Under extreme circumstances, feeding babies formula products that contain corn syrup can lead to severe obesity, and in these cases, childhood diabetes often isn’t far behind. Like all the other choices you make for your baby during your little one’s first year of life, infant nutritional decisions can have long-lasting impacts, and feeding your baby formula with corn syrup during infancy can lead to diabetic symptoms that last for life.
3. Deformed Lifelong Tastes
Pediatricians and nutritionists agree: What you feed your infant will affect his or her food preferences for life. The goal of most infant nutrition programs is to develop healthy tastes that will cause your child to gravitate toward natural foods rather than processed junk. Feeding your baby formula with corn syrup, however, will train your child to seek out harmful processed sugars instead of fruits or vegetables.

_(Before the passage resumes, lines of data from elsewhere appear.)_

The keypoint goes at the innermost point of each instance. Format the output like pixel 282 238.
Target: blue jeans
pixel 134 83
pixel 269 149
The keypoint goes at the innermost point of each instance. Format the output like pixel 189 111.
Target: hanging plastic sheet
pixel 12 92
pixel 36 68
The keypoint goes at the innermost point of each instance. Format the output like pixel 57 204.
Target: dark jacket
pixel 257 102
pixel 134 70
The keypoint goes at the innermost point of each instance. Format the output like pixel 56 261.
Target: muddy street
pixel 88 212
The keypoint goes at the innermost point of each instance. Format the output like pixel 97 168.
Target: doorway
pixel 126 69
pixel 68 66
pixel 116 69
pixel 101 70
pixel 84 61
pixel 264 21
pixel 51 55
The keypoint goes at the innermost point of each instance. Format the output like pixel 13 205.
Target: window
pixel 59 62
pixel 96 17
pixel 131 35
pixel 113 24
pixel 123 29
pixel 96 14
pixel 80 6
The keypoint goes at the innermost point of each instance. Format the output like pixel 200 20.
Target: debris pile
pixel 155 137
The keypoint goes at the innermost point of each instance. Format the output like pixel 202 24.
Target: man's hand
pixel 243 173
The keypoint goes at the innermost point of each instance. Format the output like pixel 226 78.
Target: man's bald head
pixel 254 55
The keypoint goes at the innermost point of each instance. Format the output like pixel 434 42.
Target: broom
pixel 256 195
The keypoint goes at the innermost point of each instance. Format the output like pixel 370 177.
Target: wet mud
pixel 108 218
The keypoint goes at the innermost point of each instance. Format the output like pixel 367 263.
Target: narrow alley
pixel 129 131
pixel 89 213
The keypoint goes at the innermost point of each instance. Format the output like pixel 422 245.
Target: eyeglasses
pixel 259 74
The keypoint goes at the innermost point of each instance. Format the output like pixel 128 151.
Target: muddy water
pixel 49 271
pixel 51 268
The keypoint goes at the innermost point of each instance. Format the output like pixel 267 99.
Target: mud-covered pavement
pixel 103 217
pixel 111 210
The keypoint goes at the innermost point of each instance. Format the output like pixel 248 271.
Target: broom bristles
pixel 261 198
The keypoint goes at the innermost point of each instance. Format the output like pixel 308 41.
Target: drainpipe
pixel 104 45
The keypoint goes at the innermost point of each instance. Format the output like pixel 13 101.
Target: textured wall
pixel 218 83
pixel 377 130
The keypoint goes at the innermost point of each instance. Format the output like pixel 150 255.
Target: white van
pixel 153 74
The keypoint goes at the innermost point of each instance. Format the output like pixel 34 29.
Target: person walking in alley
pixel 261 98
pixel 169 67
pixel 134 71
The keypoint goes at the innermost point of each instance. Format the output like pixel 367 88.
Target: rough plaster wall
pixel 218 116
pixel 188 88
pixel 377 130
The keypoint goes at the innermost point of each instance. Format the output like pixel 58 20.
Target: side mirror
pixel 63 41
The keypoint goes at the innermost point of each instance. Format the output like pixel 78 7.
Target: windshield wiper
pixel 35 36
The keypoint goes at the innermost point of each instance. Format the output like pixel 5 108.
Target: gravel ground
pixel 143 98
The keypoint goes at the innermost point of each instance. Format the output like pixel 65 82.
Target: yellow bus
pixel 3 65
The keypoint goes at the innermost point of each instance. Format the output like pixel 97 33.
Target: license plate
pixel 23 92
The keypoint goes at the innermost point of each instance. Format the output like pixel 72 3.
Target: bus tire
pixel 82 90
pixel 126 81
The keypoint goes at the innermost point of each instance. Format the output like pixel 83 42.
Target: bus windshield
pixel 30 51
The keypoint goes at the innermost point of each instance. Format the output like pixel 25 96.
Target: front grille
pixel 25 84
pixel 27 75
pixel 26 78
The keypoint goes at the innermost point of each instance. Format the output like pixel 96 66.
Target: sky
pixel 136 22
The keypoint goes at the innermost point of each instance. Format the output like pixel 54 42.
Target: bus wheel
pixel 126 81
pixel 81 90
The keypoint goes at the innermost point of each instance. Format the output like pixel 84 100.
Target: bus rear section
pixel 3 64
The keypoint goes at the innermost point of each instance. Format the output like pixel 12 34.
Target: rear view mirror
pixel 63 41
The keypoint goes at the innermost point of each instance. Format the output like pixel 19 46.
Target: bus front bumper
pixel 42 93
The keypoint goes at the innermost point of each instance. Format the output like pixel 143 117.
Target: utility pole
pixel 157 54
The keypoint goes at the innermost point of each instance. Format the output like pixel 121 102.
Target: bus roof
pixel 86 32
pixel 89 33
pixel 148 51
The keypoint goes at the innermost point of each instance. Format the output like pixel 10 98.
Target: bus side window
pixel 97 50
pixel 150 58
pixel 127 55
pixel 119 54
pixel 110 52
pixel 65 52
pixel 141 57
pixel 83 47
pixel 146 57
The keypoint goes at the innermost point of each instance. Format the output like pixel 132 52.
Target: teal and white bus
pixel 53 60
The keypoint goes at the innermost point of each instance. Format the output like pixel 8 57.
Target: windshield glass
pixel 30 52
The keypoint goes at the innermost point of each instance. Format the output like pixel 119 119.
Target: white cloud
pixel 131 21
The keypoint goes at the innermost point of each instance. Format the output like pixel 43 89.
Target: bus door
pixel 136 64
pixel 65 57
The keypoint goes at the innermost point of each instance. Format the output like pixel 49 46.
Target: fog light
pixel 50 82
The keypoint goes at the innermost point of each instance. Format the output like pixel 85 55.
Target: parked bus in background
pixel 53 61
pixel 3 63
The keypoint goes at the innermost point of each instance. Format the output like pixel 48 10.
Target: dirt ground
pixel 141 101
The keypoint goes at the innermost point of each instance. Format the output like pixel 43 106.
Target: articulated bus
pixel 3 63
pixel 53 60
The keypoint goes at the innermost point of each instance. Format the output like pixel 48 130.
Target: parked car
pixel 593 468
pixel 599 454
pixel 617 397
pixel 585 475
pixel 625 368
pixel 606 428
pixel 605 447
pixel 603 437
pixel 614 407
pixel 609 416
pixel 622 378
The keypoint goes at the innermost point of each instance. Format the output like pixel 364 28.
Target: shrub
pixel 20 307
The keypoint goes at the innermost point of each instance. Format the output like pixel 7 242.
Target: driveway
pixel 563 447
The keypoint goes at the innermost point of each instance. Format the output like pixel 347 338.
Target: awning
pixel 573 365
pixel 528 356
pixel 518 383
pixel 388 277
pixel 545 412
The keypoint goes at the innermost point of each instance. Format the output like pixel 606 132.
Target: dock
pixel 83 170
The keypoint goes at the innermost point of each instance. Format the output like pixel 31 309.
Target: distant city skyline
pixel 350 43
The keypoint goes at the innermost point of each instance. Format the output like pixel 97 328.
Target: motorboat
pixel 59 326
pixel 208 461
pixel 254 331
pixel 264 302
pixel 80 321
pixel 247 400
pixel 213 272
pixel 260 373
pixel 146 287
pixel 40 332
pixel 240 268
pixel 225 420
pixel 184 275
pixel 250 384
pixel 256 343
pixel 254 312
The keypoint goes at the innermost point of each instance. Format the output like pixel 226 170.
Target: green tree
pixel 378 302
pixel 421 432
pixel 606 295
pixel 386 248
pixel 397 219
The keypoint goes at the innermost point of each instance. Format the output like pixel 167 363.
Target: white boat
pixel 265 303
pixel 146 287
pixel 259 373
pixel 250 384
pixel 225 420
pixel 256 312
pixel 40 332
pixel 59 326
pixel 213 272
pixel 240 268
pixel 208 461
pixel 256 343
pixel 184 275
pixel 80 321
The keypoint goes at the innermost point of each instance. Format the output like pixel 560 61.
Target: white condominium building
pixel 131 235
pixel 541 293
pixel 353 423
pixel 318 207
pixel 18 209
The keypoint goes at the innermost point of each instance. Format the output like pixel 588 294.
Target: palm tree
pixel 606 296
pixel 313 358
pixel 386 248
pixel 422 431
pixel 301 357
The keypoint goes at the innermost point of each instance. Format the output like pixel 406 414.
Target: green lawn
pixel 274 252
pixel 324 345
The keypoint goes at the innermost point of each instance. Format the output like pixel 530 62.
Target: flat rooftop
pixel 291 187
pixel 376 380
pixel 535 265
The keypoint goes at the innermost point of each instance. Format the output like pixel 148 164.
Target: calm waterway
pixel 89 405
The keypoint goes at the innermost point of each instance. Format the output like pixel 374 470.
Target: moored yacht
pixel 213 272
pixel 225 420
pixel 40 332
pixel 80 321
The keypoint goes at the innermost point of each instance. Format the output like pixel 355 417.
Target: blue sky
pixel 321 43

In every conceivable way, feeding your baby corn syrup will have negative lifelong consequences. It would be one thing if the issues associated with feeding babies corn syrup dissipated as children grew, but it appears that the exact opposite is true. Poor nutrition during infancy increases your child’s risk of disease and illness throughout life, and corn syrup is one of the worst things you can feed to your little one.
Alternatives to Corn Syrup in Baby Formula
The designated purpose of corn syrup in baby formula is to replace the natural milk sugar lactose. Breast milk and animal milk both contain lactose, and in the concentrations that occur naturally, lactose in milk and formula is healthy. Corn syrup is cheaper to produce than lactose, however, which incentivizes formula producers to use this substance as both a sweetener and a filler.
The best alternative to corn syrup is natural lactose. At the same time, however, even lactose is dangerous if it is included in formula products at the levels in which corn syrup is commonly used. It’s critically important, therefore, for you to determine how much lactose is present in an infant formula product before you make a decision.
Why European Formula Is the Solution
In the United States, USDA organic standards are supposed to protect consumers from dangerous substances in the food supply. These standards are, however, notoriously lax, and American formula producers can use a variety of loopholes to include dangerous substances like corn syrup in organic formula products.
In the EU, however, corn syrup is recognized as the agent of destruction that it is, and this ingredient is not allowed in organic formula products. Therefore, baby formula products with the EU organic seal of approval will not contain corn syrup, which means that parents can rest easy when they choose to feed their babies formula products from brands like HiPP, Lebenswert, or Holle. If you take your child’s health seriously, avoid corn syrup at all costs, and choose European organic formula instead!